Упрямство любви — еще одна проговорка. Эдичка — маленький человек (не шинель, но бушлат скоро наденет и воспоёт). С претензией, с гонором, с жаждой быть героем и (не)уверенностью в этом. Но маленький, лишний, разночинный и, из своей униженности, любит других униженных и оскорбленных. Ибо понимает их — это горизонтальное чувство в нем, не вертикальное, оно — вернее.

И наслаивается оно на то, что он уже осознал — с этим миром все круто не так: «Мы шли, и я временами обнимал ее за талию, и думал, как мы все несчастны в этом мире, как глупо и противно устроен мир, сколько в нем лишнего. Я думал, что я не должен злиться, что это нехорошо, что я должен быть добр к людям, а я все время забываю об этом». Чехов же тут, правда? Интеллигентское, слегка пьяное, слегка жалкое ворчание-бормотание, розановская жалоба о неправильности мироздания.

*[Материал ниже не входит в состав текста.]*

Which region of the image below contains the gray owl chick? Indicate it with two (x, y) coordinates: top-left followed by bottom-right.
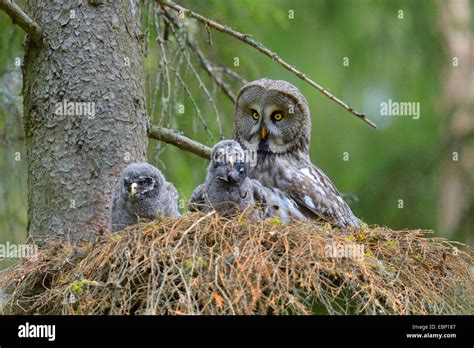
(110, 163), (180, 232)
(189, 140), (306, 222)
(189, 140), (254, 217)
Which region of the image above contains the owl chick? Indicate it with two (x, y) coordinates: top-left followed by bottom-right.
(189, 140), (254, 217)
(233, 78), (361, 229)
(110, 163), (180, 232)
(189, 140), (306, 221)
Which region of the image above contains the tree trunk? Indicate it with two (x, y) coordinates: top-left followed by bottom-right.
(437, 0), (473, 242)
(22, 0), (148, 244)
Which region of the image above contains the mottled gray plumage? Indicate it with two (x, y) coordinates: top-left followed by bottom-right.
(189, 140), (305, 221)
(189, 141), (253, 217)
(233, 78), (361, 228)
(110, 163), (180, 232)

Платонов его, кстати, подхватил потом больше всего (а надрыв его в письмах по поводу жены и секса вообще интонационно лимоновский совершенно).

И главная его претензия — отсутствие любви, «нелюбовь убивает», вторит он уже почти Достоевскому. И не только для себя он, нет, он же последний доллар Елене на шмотки, друзьям на выпивку отдаст, не пожалеет. Всем! «Братство и любовь людей — вот о чем я мечтал, вот что хотел встретить. Нелегко отыскать все это — и хожу я уже полгода, а сколько буду ходить еще… Бог знает, сколько…»

А отыщет, так рай Эдичкой чаемый всем настанет, нежность и любовь, свобода и забота. Ведь это утопия, конечно. Романтизм и прекраснодушие чистых (а всяческое самозагрязнение Эдички — это, конечно, достоевщина, юродство, самоумаление паче гордости же) русских мальчиков и мечтателей всех времен. Всех народовольцев, революционеров (вот откуда Эдичкин анархизм!), благодетелей и бессребреников. Чтобы «ты пришел к нам, ты устал, вот вино и хлеб — и мы умоем ноги твои — усталый и бедный, и будь с нами сколько захочешь, и мы не уйдем от тебя на службу завтра, как папа и мама, как жена и как дети — в школу. Мы будем с тобой долгое счастливое время, и может быть, потом, это случается редко, ты уйдешь, когда захочешь, и мелькнут наши старые здания в твоем глазу…» Почти как особняк с друзьями и музыкой, которым Мастера в конце наградили высшие силы. Он мечтатель и максималист по-крупному, Эдичка.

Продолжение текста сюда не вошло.